Morwena then claimed the wand and said, “Smile if you want to be the first down the tunnel!” and used it on Peirce, who was unable to resist its magic. Warforged aren’t usually able to smile, but this simple magic had power enough to bend the metal on his faceplate into a grin.

We opened the secret door, and behind it was a tunnel. We stopped and listened, and smelled, unable to discern anything of interest. It sounded like a tunnel, all dripping and echoes. We started down it.

After a while, just long enough for us to slacken our concentration a bit, something moved at us out of the darkness, and we heard the sound of laughter echoing in front of us, behind us, around us. Some tentacles shout out at us and made to grab. I dodged them, but as I turned I saw that they had constricted at least three of my friends. I heard Reth shouting that it was a roper.

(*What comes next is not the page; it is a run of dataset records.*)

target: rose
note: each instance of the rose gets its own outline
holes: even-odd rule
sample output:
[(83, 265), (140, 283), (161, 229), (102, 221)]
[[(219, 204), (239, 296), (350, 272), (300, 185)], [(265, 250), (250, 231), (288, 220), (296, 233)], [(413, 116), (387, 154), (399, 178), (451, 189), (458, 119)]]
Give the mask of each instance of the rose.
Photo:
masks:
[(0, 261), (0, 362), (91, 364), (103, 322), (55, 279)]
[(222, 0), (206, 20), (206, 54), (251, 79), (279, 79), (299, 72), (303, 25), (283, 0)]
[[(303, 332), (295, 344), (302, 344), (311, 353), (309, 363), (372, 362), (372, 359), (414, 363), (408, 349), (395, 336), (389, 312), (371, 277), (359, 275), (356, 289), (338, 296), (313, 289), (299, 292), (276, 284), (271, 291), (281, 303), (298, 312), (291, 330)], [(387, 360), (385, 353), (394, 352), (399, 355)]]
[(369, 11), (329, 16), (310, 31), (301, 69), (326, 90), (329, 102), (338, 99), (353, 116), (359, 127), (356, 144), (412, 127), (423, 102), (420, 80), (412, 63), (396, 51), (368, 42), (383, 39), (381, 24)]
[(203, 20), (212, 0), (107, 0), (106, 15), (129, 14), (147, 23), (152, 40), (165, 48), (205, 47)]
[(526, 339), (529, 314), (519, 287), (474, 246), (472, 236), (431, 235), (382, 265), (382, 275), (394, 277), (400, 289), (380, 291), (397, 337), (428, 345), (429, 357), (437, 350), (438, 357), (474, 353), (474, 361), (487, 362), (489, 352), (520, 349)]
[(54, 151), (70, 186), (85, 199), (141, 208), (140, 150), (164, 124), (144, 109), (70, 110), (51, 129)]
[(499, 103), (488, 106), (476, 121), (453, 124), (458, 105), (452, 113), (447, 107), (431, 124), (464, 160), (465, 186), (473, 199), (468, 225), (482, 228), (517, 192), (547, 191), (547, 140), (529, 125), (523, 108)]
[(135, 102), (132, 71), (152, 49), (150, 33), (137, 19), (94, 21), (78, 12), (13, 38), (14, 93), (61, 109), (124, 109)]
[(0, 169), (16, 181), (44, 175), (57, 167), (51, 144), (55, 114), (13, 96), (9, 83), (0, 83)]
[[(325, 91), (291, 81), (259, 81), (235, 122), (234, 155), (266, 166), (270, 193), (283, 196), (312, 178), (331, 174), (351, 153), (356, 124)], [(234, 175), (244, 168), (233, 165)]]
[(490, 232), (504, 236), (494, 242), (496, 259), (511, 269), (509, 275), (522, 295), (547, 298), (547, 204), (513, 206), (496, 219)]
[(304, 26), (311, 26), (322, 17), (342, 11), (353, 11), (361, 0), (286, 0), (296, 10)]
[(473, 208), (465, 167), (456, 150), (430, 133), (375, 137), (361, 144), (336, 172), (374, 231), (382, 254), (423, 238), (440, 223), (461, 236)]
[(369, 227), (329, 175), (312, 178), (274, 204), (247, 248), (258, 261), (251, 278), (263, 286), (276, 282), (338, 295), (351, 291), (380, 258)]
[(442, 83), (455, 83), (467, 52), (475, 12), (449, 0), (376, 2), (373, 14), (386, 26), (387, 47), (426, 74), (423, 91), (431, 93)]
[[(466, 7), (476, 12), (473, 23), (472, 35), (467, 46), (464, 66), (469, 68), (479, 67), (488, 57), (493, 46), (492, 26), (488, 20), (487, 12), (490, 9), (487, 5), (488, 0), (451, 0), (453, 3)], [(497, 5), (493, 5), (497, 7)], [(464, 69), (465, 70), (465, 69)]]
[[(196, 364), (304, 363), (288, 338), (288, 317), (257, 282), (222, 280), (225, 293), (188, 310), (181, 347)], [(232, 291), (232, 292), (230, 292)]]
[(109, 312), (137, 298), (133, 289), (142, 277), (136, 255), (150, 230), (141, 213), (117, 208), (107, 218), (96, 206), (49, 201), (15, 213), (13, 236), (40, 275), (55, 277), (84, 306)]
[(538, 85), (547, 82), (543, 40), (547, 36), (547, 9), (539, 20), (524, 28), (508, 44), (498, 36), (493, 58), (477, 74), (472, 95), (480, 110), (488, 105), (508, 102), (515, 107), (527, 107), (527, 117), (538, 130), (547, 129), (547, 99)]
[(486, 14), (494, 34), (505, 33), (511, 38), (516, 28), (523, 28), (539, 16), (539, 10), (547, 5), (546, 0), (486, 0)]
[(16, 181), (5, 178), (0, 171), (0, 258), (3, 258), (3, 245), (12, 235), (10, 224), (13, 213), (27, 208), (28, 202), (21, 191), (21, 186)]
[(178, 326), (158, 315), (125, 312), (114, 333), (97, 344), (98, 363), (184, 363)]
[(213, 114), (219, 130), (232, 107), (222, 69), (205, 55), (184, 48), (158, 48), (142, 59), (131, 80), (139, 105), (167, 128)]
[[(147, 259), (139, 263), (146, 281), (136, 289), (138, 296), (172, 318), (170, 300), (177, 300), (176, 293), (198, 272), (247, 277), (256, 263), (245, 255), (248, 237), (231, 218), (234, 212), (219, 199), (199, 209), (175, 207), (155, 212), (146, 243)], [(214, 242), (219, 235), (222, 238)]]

I started hacking at the tentacles, trying to free my friends. Reth struggled free and Morwena turned into an ungrappleable mist – both turned and launched some of their more powerful magics down the tunnel, aimed at the base of the roper. After a few volleys I charged towards it and started hacking at it, and starting from the top down I manage to turn it into so many slices of black pudding.

In the fight, we lost track of each other. None of us had noticed that Amelia had fallen, nor indeed fallen so far that death had taken her.

There was no question, we had to get her back to town, back to the temple.

Our forced march back to Stony Pine was uneventful, barring the unceremonious heave-ho we had to do to get Amelia’s body over the spike trap we struggled to navigate coming this way the first time.

At the temple of the Wounded Maiden we begged for help. Gwyn was not certain that they could help, but we gave them what gold and resources we could and focussed our energies in prayer and contemplation while the temple keepers worked. I say prayer and contemplation; for my part I could do nothing but focus on my anger to stop it coming out: focus it into a hard, cold ball in my stomach. I couldn’t believe one of ours had fallen, that I had allowed it to happen. My night would be full of unhappy memories.